Monday, November 5, 2007

Enterprise 2.0 Adoption Paradox

There is an excellent paper written by Andrew McAfee titled Enterprise 2.0: The Dawn of Emergent Collaboration, which he has referenced in his post titled Enterprise 2.0 is Free. The link doesnt seem to be working, but I think I downloaded the paper before they broke the link. Interesting read about the evolution and adoption of Enterprise 2.0 in companies.

There is the aspect of content that Andrew writes about ... Something most KM practitioners would be familiar with, or at least, should be. The basic fact that content is generated by people, and tags are here to stay. This is, of course, not to say that taxonomy is on its way out. The way I think, there would be an emergence, within the intranet, at least, of a structure, which is a mix of taxonomy and folksonomy. There are people who prefer the navigational mode provided by corporate taxonomies, and there are those who just prefer to search. This is the conundrum which is not going away, at least not anytime soon, and this needs to be recognized. What this leads to is the question of how folksonomy would play out in the intranet, because taxonomy is already there, and organizations know the concept quite well.

In addition, few aspects in this, which caught the eye. After describing the different aspects of Enterprise 2.0 in the organization, he goes on to talk about the role managers woul play in adoption. First of all, Andrew says that adoption is the key. This is a very important aspect, which, to my mind is the most important aspect of web 2.0 technologies, in that they are just about as good as the folks who are using them. This is by definition ... content being developed by people, in a collaborative mode ... implies that participation of people is the key. The issue organizations are facing here is that knowledge workers are as it is quite a harried lot, with lots of demands on their time. I have written about this here, and here.

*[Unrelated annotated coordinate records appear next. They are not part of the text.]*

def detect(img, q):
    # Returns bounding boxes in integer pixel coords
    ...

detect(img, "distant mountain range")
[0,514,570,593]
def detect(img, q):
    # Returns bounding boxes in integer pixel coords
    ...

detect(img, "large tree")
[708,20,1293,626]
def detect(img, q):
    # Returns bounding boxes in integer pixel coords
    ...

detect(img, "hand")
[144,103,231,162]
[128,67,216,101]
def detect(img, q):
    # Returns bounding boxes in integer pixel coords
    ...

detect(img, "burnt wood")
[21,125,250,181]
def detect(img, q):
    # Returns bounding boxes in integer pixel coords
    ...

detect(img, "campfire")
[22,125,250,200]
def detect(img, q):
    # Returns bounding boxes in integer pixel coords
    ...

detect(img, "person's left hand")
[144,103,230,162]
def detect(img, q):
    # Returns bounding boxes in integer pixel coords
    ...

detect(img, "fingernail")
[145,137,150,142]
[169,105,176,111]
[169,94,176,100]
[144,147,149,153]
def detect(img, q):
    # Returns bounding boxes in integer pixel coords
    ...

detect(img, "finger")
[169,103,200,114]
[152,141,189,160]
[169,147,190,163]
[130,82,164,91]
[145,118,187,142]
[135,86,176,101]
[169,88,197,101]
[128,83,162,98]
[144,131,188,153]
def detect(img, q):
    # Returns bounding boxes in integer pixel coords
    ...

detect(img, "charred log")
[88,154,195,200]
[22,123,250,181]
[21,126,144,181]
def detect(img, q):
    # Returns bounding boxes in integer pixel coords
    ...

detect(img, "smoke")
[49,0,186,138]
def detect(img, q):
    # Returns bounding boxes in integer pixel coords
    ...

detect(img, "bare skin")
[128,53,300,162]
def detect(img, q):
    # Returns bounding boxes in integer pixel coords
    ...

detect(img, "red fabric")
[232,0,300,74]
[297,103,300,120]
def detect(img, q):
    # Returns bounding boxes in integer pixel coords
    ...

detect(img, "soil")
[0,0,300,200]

The conundrum that needs to be addressed is that web 2.0 technologies be adopted till people see value, and they wont generate value till people adopt them. And this is where I agree with Andrew that the paradox here is that the new form of collaboration, while being egalitarian, needs some kind of push from the management. This, on the face f it, seems counter-intuitive, but this could be the important aspect which could spur adoption, and buil the kind of value from web 2.0 technologies that they promise.

Another aspect that Andrew touches upon, is the fact that web 2.0 is going to change the way organizations function. At least, it is going to change the way organization structures play out in the long term. I have written about this here, and I do believe there would be resistance to this change in structure, and this is to be expected.